The trailer for the latest Call of Duty video game has been launched and features current issues like the fears about technology running amok in the future, as well as mirroring the story of NSA whistleblower Edward Snowden.
The Call of Duty: Black Ops 3 video game, which has been developed over the last three years, tells the story of time in the future where a major intelligence leak has plunged the whole world into chaos.
A special black ops team of soldiers must go beyond enemy lines to uncover the truth, battling enemy soldiers with souped-up technological implants, autonomous military drones and humanoid robots fighting without human control in the process.
Call of Duty is one of the most successful video game franchises of all time and its developers seek to keep the first-person shooter fighting game relevant by roping in current affairs themes in each sequel released.
"We always have an eye out.

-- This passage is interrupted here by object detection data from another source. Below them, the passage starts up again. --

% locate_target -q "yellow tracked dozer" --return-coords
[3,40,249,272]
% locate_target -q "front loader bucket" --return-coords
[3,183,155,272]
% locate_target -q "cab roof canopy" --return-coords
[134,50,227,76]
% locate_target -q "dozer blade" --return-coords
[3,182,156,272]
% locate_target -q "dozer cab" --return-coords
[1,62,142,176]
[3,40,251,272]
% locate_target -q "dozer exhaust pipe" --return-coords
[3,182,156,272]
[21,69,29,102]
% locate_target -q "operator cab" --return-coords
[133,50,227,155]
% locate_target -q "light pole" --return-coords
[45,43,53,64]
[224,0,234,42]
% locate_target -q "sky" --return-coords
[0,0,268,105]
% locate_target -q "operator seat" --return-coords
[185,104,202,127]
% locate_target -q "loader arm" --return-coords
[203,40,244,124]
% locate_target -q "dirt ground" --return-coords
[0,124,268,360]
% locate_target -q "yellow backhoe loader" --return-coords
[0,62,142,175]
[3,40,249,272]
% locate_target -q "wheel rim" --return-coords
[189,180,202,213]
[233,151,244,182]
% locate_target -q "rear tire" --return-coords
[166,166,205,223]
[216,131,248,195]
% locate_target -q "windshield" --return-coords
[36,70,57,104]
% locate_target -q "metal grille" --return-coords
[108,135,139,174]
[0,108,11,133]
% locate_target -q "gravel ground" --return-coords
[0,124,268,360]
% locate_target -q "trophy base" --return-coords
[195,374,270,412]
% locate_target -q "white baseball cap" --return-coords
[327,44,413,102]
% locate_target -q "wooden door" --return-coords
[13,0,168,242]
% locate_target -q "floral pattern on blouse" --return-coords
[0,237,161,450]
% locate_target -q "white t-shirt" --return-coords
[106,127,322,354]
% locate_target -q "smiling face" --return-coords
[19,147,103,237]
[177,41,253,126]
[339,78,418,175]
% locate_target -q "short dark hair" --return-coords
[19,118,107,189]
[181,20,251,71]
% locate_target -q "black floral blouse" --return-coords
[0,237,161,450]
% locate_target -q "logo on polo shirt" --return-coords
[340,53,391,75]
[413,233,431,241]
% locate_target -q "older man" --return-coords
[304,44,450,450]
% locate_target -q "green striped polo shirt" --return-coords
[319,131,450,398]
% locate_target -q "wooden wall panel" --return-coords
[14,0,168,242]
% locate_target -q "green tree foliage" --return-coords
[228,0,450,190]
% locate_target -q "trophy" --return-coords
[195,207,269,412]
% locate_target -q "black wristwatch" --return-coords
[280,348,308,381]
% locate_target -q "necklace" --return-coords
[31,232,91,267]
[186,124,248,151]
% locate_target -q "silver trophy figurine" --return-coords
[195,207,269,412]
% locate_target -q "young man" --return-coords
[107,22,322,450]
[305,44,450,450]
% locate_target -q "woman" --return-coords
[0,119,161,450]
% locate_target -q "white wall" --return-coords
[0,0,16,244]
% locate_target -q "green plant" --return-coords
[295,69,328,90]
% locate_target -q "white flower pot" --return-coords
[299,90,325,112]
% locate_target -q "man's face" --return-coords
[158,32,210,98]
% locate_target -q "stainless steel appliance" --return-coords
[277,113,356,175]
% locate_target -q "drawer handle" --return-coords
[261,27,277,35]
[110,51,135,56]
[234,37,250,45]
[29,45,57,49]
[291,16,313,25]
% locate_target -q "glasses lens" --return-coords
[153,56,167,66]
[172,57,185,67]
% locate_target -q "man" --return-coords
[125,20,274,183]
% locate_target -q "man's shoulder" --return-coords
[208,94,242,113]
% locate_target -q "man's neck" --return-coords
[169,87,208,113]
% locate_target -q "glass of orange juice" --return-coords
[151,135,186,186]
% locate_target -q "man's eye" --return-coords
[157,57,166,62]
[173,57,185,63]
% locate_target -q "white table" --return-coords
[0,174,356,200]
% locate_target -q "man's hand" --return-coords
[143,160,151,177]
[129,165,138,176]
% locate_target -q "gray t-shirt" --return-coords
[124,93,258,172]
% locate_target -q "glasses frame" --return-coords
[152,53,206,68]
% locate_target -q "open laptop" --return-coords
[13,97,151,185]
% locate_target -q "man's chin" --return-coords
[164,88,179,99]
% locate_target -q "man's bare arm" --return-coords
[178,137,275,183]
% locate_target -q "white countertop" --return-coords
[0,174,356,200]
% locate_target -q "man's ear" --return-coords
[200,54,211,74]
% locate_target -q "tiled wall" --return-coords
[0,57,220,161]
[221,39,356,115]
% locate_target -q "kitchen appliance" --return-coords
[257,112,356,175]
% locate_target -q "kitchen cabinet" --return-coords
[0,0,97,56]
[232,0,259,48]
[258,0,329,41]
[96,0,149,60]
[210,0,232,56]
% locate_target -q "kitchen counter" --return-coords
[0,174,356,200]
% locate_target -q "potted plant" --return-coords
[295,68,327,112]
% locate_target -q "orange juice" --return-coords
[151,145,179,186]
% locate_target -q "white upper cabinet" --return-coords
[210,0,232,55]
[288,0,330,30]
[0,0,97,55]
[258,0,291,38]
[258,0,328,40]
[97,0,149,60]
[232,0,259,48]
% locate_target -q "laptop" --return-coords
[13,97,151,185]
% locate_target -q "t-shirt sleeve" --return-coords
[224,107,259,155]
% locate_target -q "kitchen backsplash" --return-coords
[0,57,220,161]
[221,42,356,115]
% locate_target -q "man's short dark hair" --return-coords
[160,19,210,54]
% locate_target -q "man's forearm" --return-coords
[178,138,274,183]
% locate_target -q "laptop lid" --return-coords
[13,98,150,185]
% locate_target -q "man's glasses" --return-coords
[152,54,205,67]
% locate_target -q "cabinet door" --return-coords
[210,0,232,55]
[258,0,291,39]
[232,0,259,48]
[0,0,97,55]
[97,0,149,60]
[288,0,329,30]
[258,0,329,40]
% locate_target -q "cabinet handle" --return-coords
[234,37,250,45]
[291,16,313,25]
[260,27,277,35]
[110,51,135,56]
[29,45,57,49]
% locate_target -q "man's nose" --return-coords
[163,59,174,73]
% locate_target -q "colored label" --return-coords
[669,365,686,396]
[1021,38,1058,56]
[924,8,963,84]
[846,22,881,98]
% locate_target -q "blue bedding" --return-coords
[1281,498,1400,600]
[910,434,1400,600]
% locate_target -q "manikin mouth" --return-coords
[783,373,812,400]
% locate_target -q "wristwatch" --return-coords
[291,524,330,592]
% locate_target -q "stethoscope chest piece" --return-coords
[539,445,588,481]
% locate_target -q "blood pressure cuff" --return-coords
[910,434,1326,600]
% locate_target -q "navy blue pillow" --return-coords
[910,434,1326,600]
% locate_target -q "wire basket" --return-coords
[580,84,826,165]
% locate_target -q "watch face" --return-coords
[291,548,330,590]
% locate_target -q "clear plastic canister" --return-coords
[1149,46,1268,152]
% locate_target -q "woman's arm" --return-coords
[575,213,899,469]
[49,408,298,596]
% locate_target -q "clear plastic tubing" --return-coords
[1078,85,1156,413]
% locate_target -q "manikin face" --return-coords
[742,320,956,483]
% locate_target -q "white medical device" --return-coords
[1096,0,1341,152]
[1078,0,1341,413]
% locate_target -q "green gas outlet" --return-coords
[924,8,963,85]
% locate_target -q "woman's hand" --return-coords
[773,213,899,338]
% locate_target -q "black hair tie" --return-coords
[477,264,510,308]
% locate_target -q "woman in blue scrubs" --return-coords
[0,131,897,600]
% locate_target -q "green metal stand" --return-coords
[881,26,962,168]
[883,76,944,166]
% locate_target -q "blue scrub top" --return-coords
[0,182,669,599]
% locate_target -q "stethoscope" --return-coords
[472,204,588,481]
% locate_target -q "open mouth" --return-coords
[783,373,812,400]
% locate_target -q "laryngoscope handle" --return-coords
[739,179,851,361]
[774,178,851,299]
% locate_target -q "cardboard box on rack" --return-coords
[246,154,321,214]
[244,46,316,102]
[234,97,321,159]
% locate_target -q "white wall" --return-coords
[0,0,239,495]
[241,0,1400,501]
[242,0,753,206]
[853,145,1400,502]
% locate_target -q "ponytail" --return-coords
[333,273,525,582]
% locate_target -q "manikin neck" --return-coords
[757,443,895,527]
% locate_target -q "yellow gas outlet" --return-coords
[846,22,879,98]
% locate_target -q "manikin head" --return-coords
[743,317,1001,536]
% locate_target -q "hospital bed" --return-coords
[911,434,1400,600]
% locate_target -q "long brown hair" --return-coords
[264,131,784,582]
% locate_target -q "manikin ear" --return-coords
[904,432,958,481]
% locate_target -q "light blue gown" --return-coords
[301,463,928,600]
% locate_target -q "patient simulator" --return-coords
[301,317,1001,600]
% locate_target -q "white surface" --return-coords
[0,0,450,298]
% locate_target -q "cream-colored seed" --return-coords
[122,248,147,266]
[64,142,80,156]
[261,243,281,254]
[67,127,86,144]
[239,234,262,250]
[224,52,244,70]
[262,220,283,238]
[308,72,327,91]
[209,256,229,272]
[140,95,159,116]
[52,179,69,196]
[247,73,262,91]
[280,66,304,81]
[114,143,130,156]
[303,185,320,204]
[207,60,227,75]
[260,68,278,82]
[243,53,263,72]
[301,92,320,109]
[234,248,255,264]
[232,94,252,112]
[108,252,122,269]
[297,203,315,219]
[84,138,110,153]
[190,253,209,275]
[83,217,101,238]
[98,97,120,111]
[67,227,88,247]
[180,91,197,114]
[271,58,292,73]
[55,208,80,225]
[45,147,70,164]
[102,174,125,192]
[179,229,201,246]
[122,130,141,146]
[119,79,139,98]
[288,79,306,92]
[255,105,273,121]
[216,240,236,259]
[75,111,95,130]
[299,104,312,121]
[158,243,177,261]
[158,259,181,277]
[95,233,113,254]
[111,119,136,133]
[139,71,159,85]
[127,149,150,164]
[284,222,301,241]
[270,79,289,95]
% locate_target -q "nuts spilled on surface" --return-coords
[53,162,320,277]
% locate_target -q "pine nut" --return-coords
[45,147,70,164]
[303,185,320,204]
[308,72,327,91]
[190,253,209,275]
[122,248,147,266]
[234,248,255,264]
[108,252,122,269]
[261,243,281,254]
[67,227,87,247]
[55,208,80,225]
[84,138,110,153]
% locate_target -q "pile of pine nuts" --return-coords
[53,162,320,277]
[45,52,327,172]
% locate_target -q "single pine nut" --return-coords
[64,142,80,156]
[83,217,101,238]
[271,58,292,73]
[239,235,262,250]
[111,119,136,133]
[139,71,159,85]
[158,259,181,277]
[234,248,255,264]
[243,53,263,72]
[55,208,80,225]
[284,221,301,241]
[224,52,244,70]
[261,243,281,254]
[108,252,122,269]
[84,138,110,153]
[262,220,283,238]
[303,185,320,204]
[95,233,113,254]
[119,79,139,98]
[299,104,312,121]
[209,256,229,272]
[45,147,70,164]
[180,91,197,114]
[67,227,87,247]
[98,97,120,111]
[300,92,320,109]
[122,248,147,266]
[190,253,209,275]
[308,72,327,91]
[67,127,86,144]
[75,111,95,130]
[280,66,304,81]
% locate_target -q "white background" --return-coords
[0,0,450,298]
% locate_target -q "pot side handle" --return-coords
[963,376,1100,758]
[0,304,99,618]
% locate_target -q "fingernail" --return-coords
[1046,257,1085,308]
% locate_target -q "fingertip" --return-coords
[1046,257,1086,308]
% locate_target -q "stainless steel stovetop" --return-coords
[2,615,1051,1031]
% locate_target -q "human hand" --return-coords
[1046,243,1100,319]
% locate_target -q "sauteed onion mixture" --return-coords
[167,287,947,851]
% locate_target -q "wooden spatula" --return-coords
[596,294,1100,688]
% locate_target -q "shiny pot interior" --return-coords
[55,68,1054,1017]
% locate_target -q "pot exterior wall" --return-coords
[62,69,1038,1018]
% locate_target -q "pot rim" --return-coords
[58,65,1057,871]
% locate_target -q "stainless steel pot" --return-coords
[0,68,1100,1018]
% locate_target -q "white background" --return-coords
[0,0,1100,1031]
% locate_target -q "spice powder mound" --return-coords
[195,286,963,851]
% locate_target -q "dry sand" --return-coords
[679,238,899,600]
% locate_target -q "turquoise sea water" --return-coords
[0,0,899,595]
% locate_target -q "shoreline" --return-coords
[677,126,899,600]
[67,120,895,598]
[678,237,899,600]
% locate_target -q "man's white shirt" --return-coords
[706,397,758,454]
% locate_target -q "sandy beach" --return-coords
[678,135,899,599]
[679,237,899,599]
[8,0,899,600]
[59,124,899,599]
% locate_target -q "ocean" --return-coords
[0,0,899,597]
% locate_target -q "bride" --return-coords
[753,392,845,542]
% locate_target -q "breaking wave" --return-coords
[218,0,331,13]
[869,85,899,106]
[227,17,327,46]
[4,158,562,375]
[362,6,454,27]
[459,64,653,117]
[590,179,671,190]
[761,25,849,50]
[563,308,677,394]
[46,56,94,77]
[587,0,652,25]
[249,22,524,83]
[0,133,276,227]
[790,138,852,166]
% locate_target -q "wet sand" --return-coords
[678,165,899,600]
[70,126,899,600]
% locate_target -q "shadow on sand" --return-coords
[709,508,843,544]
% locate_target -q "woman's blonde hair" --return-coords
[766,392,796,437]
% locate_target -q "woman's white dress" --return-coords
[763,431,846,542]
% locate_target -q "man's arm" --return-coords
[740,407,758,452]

We're reading the news articles. We're seeing what's happening," Jason Blundell, the game's campaign director and senior executive producer at game developer Treyarch told journalists at a press preview of the game trailer, according to Mashable.
"There's certain ideas that are obviously in the zeitgeist, you know, in popular culture. There's been leaks throughout history for as long as you want."
A whistleblower who looks like Snowden
It's true that whistleblowing isn't a new concept, but other game footage shown at the preview shows that the developers are referring specifically to the NSA spying revelations, which have had governments up in arms with each other over covert spying of diplomatic cables as well as citizens' communications.
A female soldier character in the game says in the footage: "The information Taylor released helped the NRC target strategic weak points in the Egyptian military defences. They are gaining territory fast. Civilian casualties are high. Cairo's on the brink of total collapse."
The character Taylor is the whistleblower in the new Black Ops 3 game and if you look at the teaser trailer promo released on 23 April, you can see a man who bears a remarkable resemblance to Snowden.
Call of Duty: Black Ops 3 is clearly depicting the future as a scary place where no one can be trusted and technology isn't safe, but it's hard to tell at this point whether the Snowden-alike whistleblower has been portrayed as a hero or as a villain.
Will gamers understand why the revelations are important?
Snowden's revelations may have opened the world's eyes to the spying and intelligence gathering being perpetrated on regular people in the name of national security, and many citizens in various countries are up in arms, but there are also many people who either don't care or don't understand what is really going on.
A recent poll by comedian John Oliver for the satirical HBO news show Last Week Tonight found that many Americans are aware that Edward Snowden had done something wrong and should stand trial for his mistakes, but when it came down to what exactly he had done, the people polled didn't really know.
However, when told that the revelations meant that intelligence agencies and internet firms around the world could have access to their private nude photos, the people interviewed suddenly changed their stance and said that it was important that the government not be able to do this.
"I did this in order to give the American people a chance to decide for themselves the kind of government they want to have," Snowden told Oliver in an interview filmed in Russia. "It's difficult for most people to even conceptualise, because most of the internet is invisible."
As millions of gamers play the Call of Duty games, its hopeful that the game could convey some of the urgency and violation that citizens should feel about spying revelations, but considering that the details from the trailers point at secret weapons programmes and government-sanctioned quests to make soldiers into weapons rather than privacy and data surveillance, Snowden's messages might still be lost.
Call of Duty: Black Ops 3 is released on 6 November 2015.